The council has started offering home care workers back pay. While this is not the full six years they are entitled to, many people are signing when offered up to £30,000.

However the home care workers are far from happy with the council as their new contracts – to be introduced in June – are believed to require split shift working.

The Unison union branch is circulating members with details of councillors’ surgeries with a proposal that those standing for re-election this year are lobbied.

The battle in Birmingham is far from over. Thousands of workers are still waiting for back pay, and they are likely to be offered a worse deal than the home care workers.

And one in seven workers will have their pay cut. Specifics of who loses, and by how much, have yet to be revealed.


Newham’s Labour council in east London continues to try to find a way to break union organisation and impose pay cuts and speed ups.

Nine union members in the refuse and cleansing section are to be dragged before disciplinary hearings for sticking to the council’s own safety agreement and refusing to speed up work after the snow in February put rubbish collection behind.

Is this an attempt to intimidate union members who stand in the way of the total flexibility and pay cuts that the council want to push through in the single status agreement?

When workers refused to rush through two days work in one to catch up, the council at first accused the T&G and Unison unions of taking part in illegal industrial action.

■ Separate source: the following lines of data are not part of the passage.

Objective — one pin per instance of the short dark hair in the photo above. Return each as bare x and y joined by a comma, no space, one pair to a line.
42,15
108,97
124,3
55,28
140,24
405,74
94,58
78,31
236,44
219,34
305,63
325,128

It then threatened to sack members of Unison whose union had refused to issue repudiation. 

It has since backed down from this but had told the unions that they intend to “teach us a lesson”. It is pushing ahead with disciplinary action at the same time as it is calling workers into meetings without union reps. There they are instructed to sign the new contracts that the council wants to impose under single status.

Newham Unison is not accepting the single status offer because it seeks to impose pay cuts of up to 20 percent on some workers while denying women full equal pay rights.

On just one thing our management are right – we are learning from this latest attack.

That lesson is the age old one – an injury to one is an injury to all. We will be sticking by our members and demanding that the regional and national union officials likewise offer strong support to those now being held up as examples.

A Unison steward


Glasgow City Unison union has agreed to request a strike ballot of workers who are adversely affected by cuts in overtime and anti-social hours payments.

In December 2006 a planned branch-wide strike action was called off by branch Unison officials when the council agreed to extend protection to workers downgraded in the single status pay and benefits review beyond 2009.

However, many other issues such as overtime rates were unresolved.

Social care workers believe they have been wrongly placed in a lower band.

Jim Main

Shetland Islands

Some 93 percent of Unison union members have voted against the council’s single status pay proposal.

Perth & Kinross

Workers have hit out at the council’s offer of up to £500 to workers to sign new pay agreements in a move they claim is calculated to rush through a single status pay deal.

The Unison union says council employees are being offered £200-£500 to agree to changes in terms and conditions – which the workers have not even seen.